Şanlıurfa’nın Suruç ilçesinde 20 Temmuz 2015’te Kobani’de savaşın gölgesinde yaşama tutunmaya çalışan çocuklara oyuncak götürmek isteyen Sosyalist Gençlik Dernekleri Federasyonu (SGDF) üyeleri, Amara Kültür Merkezi’nin önünde bir araya geldi. Gençler basın açıklaması yaptığı sırada saldırı meydana geldi. Saldırıda 33 kişi yaşamını yitirdi.

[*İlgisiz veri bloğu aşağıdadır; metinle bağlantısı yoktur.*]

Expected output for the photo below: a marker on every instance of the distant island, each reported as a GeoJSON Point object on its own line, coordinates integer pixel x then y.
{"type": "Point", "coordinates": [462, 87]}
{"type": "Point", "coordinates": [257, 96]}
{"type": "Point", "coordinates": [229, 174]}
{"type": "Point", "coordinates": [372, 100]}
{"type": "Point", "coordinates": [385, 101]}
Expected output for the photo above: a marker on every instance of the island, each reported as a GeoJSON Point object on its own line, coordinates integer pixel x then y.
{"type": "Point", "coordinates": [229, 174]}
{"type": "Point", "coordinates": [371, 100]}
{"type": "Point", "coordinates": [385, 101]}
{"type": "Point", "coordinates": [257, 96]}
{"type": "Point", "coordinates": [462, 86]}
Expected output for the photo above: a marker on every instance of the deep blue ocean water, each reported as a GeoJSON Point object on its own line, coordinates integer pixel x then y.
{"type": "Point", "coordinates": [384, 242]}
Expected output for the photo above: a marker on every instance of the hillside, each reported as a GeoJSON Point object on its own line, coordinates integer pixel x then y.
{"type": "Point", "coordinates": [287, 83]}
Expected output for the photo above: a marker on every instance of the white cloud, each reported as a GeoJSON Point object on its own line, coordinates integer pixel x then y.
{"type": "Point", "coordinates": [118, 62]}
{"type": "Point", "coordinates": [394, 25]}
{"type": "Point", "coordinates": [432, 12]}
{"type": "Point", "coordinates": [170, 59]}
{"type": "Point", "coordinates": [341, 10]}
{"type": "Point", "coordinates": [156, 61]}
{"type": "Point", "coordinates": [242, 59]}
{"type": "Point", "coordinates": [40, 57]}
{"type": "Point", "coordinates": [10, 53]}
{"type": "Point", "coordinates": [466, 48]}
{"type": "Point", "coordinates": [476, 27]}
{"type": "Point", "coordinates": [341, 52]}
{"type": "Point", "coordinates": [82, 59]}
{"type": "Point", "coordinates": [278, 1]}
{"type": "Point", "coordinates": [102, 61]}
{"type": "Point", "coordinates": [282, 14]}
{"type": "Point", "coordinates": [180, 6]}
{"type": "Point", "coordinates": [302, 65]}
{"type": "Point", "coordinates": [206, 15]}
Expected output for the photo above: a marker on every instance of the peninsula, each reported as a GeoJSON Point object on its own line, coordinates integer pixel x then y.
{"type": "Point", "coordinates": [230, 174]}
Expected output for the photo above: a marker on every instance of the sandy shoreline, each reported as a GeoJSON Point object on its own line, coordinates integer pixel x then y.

Önce öldüğü sanılan ancak katliamdan yaralı olarak kurtulan Dr. Çağla Seven, BirGün’e yaptığı açıklamada, çocuklarla dayanışmak için orada bulunduklarını söyledi. Seven, kendilerini her ne kadar ‘terörize’ etmeye çalışanlar olduysa da insanların kalbinde çocuklara oyuncak götüren gençler olarak kaldıklarını kaydediyor. Suruç Katliamı’nın insanların vicdanında hâlâ kanayan bir yara olduğuna dikkat çeken Seven, “Çocuklar için kitap ve oyuncaklar hâlâ toplanıyor” diye konuştu.
“Sanık sandalyesi halen boş”
Suruç Katliamı davası avukatlarından Serdil İzol ise, soruşturma ve yargılama sürecindeki ihmalleri anlattı. Sanık sandalyesinin halen beş olduğunu söyleyen İzol, “Bu insanlar davadan çıktıklarında en azından bir basın açıklaması yapıp dertlerini anlatmak istediklerinde bile engelleniyor. Bu dava ve soruşturmalarda hâkimler, savcılar değişti, gizlilik kararları getirildi. Soruşturma etkin yürütülseydi Ankara Gar katliamı olmayacaktı. 3 buçuk yıl sonra dosyaya giren kısımda 5 saatlik görüntü yok. Abdullah Ömer Arslan sözde imam ama ikindi namazının saatini bilmiyor. Adıyaman da bir soruşturma yapılmış ama sadece telefonla aramışlar. Sanki trafik kazasına delil toplarmış gibi. Sorumluluk sahibi olan insanların burada büyük kusuru var. Abdullah Ömer Arslan gözaltına alınıyor ve olay akşamı serbest bırakılıyor. Tüm bunlar gibi dosyada çok sayıda eksik, kusur, ihmal ve kasıt var.” dedi.